Haricot blanc géant: C’est Gaétan. Et maintenant ferme ta gueule et écoute-moi bien, Julien. Un écureuil issu d’une PMA foirée, ça ne s’invente pas. Et ça ne peut être qu’une chose: c’est forcément l’Antéchrist.
JCN: oh là là, c’est quoi cette galère putain… Et puis c’est quoi ça déjà l’Antéchrist ?
Gaétan: C’est le faux prophète. Le Fils de la perdition. Un être dégénéré venu sur terre pour combattre les forces du Bien. Il est le signe du Mal, la pute de Satan. Il incarne le déclin du monde.
JCN: Mais n’importe quoi, tu délires le haricot. Et puis même si c’est vrai, qu’est-ce que je suis censé faire ?
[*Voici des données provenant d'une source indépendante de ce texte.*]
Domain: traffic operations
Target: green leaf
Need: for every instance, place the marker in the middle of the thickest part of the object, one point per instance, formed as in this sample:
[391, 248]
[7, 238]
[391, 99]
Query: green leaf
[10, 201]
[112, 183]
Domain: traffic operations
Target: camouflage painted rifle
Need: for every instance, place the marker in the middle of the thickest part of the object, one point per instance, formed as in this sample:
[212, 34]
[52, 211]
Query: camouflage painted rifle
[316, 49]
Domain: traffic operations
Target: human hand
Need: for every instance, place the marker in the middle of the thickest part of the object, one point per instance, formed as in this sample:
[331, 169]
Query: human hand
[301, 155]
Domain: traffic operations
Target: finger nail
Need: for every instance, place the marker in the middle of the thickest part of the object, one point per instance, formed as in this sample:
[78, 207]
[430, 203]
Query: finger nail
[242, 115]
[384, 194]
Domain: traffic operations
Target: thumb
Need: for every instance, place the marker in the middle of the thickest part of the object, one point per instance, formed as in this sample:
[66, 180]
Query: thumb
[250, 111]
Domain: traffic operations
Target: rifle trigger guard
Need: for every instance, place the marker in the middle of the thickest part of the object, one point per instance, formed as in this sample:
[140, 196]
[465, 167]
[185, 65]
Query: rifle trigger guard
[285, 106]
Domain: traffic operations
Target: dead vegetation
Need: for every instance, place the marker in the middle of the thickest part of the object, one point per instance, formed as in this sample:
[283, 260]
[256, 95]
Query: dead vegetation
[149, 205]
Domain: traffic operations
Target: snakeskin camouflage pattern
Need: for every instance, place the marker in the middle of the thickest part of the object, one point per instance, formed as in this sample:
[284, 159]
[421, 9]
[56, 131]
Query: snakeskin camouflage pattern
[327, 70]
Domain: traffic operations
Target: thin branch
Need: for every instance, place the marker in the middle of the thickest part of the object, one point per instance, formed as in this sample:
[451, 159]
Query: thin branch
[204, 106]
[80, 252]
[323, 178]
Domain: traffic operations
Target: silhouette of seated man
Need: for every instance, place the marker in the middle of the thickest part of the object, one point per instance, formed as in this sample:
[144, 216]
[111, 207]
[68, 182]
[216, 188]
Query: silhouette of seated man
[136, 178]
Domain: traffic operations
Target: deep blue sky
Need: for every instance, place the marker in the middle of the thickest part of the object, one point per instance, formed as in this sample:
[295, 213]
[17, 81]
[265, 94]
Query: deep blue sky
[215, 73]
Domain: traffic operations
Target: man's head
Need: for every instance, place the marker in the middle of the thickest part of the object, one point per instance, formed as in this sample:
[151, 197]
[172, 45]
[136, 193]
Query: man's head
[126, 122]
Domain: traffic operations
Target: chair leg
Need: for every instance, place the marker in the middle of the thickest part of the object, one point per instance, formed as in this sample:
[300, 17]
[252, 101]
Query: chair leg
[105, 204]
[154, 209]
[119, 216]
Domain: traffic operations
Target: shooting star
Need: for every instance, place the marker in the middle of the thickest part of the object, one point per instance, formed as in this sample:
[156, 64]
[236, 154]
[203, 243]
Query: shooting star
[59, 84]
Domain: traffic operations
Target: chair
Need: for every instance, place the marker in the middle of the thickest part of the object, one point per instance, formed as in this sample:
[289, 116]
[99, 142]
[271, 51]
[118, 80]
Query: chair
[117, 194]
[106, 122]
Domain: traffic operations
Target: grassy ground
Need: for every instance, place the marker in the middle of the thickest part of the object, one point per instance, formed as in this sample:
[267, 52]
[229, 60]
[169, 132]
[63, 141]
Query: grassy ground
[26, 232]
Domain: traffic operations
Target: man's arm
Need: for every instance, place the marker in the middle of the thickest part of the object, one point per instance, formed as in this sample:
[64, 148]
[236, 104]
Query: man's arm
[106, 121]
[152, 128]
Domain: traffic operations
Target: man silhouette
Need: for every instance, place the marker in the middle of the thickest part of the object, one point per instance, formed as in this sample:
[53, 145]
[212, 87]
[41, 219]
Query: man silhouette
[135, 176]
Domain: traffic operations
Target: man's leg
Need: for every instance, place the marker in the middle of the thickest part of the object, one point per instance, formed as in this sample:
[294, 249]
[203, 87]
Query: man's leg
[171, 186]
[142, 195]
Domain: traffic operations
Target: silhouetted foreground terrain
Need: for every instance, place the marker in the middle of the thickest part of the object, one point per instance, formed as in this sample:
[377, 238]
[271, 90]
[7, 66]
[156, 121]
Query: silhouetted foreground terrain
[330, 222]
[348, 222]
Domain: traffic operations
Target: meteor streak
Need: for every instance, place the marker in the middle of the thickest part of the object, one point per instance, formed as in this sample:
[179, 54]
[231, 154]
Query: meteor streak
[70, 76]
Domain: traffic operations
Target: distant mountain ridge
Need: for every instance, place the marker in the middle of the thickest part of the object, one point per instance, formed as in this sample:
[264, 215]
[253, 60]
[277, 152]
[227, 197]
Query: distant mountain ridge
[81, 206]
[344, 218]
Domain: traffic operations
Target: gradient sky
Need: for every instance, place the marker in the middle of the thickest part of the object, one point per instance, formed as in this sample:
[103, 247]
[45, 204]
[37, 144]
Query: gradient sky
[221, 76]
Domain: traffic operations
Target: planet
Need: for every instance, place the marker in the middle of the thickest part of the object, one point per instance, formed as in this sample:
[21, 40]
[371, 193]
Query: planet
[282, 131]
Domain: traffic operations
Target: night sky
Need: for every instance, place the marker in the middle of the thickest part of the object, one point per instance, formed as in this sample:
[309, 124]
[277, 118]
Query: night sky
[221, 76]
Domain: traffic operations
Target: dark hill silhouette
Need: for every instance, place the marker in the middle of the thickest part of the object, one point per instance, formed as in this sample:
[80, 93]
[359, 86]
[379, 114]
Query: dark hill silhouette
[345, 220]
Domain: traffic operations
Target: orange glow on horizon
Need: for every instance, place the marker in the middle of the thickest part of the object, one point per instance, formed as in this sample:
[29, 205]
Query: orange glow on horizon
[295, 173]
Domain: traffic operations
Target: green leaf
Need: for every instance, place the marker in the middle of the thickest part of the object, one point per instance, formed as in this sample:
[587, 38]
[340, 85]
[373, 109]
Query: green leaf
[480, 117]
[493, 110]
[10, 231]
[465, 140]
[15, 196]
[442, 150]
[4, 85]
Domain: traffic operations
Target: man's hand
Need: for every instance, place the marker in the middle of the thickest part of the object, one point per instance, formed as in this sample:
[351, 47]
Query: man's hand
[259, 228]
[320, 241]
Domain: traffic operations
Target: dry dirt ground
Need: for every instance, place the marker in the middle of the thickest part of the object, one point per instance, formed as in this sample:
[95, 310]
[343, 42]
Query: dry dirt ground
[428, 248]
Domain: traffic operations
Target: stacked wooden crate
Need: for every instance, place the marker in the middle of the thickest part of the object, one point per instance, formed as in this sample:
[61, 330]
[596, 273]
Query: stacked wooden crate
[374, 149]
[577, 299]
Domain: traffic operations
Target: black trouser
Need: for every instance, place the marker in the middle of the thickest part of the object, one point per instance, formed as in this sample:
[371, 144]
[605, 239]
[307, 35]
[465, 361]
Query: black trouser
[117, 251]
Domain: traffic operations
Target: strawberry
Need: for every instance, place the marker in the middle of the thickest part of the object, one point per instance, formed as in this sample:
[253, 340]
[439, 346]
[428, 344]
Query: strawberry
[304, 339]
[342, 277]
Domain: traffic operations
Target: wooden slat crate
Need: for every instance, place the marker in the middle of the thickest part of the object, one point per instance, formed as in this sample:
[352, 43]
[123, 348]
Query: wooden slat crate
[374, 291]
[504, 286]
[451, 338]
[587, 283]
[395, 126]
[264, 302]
Gaétan: Et ben on m’a pas donné beaucoup de détails, mais en gros, tu dois foutre la merde et agir comme un enculé de première. Pervertir et dégrader l’humanité. Et ce faisant : annoncer l’Apocalypse au monde entier.
JCN: Mais c’est quoi ce job de merde ! Trouvez-vous un autre guignol qui ressemblera plus à un pigeon que moi avec ma dégaine d’écureuil.
Gaétan: Le temps presse et j’ai encore un message pour toi, Julien. En menant à bien ta mission, tu seras amené à rencontrer ton père. Cette rencontre sera capitale.
JCN: Capitale comment ? Et je dois faire quoi quand je verrai mon père ? Et comment je saurai que c’est lui ? Et puis qu’est-ce que ce fdp vient foutre là-dedans ??
Gaétan: Je ne peux pas t’en dire plus. Je dois te laisser, on m’attend en cuisine.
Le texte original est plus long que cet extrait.